New school coming to Baxter

From: Press Herald, ME - Aug 13, 2003

By TESS NACELEWICZ, Portland Press Herald Writer

Copyright © 2003 Blethen Maine Newspapers Inc.

FALMOUTH — Construction is about to start on a $2.3 million middle school for students at Gov. Baxter School for the Deaf. The state-of-the art school will be the first new building constructed at Maine's state school for the deaf - located on Mackworth Island - in nearly 50 years, said the architect, Nancy Barba.

School officials hope the modern new building and the education provided there will help convince more deaf and hard-of-hearing students to attend Baxter. In addition to serving 70 students from preschool to high school at the island campus, which has a residential program, Baxter also provides outreach services to more than 500 other hearing-impaired students in regular schools around the state.

The new construction is a positive development for Baxter, which has been working in recent years to rebuild its educational programs and reputation after experiencing a variety of problems. They have included frequent turnover in leadership, declining enrollment and negative publicity concerning revelations of physical and sexual abuse of students at the school in the 1960s and 1970s.

The school also had to shut down its high school program. Its 10 high school students are headed to Portland High School in September because the state says Baxter has too few high school students to offer the kind of education demanded by Maine's new school standards, called Learning Results.

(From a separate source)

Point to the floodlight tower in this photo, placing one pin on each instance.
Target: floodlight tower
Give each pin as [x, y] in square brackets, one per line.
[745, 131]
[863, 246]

However, Baxter won full approval from the state for its elementary and middle school programs, which were described as "very strong," and school officials hope the new middle school will help increase enrollment.

"It's an exciting time for us," said Baxter's superintendent Larry Taub, at an informational meeting on the new school Tuesday night.

The new middle school will be able to serve as many as 50 students, although it is expected to open in the fall of 2004 with just 10 or 12, Taub said. However, the new school also will be able to accommodate students who are deaf and blind. About 10 such students now must attend school outside the state for services.

The 10,000 square-foot building will replace the current middle school. Built in 1955, it leaks water through its windows and has asbestos in its walls, said Elaine Clark, director of the state's Bureau of General Services, which determined the building needed replacement. The middle school and the high school on campus are being torn down. Demolition is already under way.

The new school, for which the Legislature authorized funding two years ago, is designed to be so energy-efficient that it has been awarded a $91,000 grant from the Maine Public Utilities Commission.

The new building will be bright and sunny. However, the windows will be positioned to eliminate glare to accommodate students who rely on American Sign Language and need to be able to clearly see their teachers and fellow students as they sign, said Barba, of Barba Architecture and Preservation in Portland.

The acoustics in the school are designed to minimize extraneous noise that can distract hard-of-hearing students who wear hearing aids or have cochlear implants.

Other amenities include a library which will be open to members of the public who want to study about deaf culture and a room for adult education.

Construction on the foundation is expected to begin in September and the school should be completed by June.

Attending the meeting was one of the residents of Andrews Avenue, the quiet residential street that leads to the causeway connecting Mackworth to the mainland. Roland Beaudoin raised concerns about traffic because he said about 10 young children live on the street.

An official with the general contractor, H.E. Callahan Construction Co. of Auburn, said as many as 50 vehicles would be traveling to the island each day at the peak of construction in February and March. However, Jeff Ohler said large trucks would be limited because the demolition debris is being kept on the island to be recycled into a parking lot. And a Falmouth police officer at the meeting said police will be vigilant about enforcing the 25 mph speed limit.

Ohler said construction would take place between 7 a.m. and 3:30 p.m. on weekdays. He said occasional minor work on weekends would involve no heavy equipment.